Teens and mobile phones – helpful or harmful?
Every day we are bombarded with headlines about the perils and pleasures of phone use and social media – from boosting FOMO (Fear Of Missing Out), friendship and anxiety to reducing sleep, isolation and self-esteem. For parents, the digital landscape can seem bewildering and dangerous but for today’s teenagers, the first generation to grow up as ‘digital natives’, it’s a way of life.
Child of Our Time invited leading academics psychologist Dr Heather Cleland Woods from the University of Glasgow, sleep expert Dr Christopher-James Harvey from the University of Oxford and the BBC’s R&D team to devise a way of measuring our teens phone use, their social media activity and sleep patterns.
The R&D team designed and installed a clever app onto BBC mobile phones and, with the consent of our teens, their friends and parents, legal and editorial policy departments, we monitored our teens phone and social media activity for over a week.
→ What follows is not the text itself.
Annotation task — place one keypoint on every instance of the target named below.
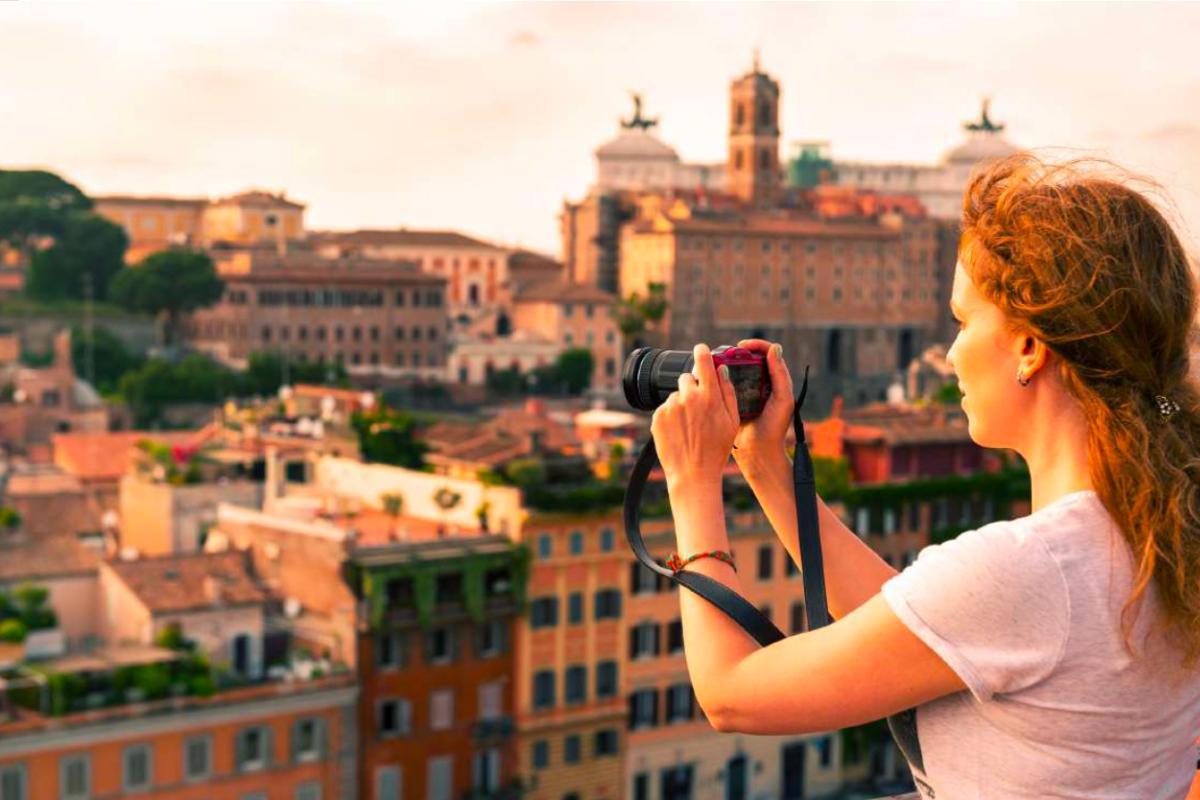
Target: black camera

For extra insight into their lives we also asked them to wear activity monitors to measure their sleep patterns and quality as well as keep a sleep diary. And, if that wasn’t enough, we included some questionnaires about phone use, mood and personality too.
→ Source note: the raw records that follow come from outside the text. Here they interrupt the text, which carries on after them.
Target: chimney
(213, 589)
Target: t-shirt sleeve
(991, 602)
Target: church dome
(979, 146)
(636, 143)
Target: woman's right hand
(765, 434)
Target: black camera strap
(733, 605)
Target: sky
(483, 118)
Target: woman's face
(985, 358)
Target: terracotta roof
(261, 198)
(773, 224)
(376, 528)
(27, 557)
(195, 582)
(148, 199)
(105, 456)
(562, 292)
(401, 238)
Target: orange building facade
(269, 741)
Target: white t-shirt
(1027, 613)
The results featured in Episode Two: Changing Times are just the tip of the iceberg. Even without using their own personal handsets our teenagers phone use was extensive and their ability to multi-task fascinating. But the results revealed striking gender differences and glimpses into how screen use can affect sleep – so critical for the developing teenage brain and body.
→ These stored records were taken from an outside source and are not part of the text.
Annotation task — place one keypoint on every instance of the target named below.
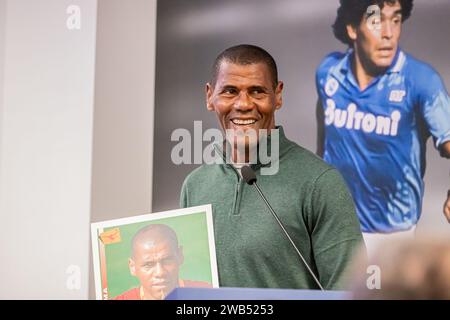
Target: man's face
(244, 97)
(156, 265)
(377, 46)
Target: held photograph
(147, 256)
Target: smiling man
(377, 107)
(155, 260)
(309, 196)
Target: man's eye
(258, 92)
(229, 91)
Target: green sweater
(311, 200)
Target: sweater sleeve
(336, 235)
(184, 195)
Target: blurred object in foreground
(411, 269)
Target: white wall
(124, 105)
(46, 134)
(123, 119)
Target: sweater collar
(284, 145)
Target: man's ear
(180, 255)
(279, 95)
(209, 93)
(351, 32)
(132, 267)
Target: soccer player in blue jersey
(377, 107)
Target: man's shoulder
(132, 294)
(330, 60)
(421, 76)
(418, 68)
(195, 284)
(205, 171)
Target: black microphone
(250, 178)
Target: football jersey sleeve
(434, 103)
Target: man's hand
(447, 207)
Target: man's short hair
(351, 12)
(245, 54)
Our understanding of the impact of this constant connectivity is still in its infancy and it’s hard to predict the long term social, biological and psychological consequences. But what emerged through our monitoring – and our interviews with our teens – was that their relationships with their phones were as complex and unique as they are.
And perhaps needing a private space away from the watchful eyes of parents isn’t quite so different from every generation of teenager before them.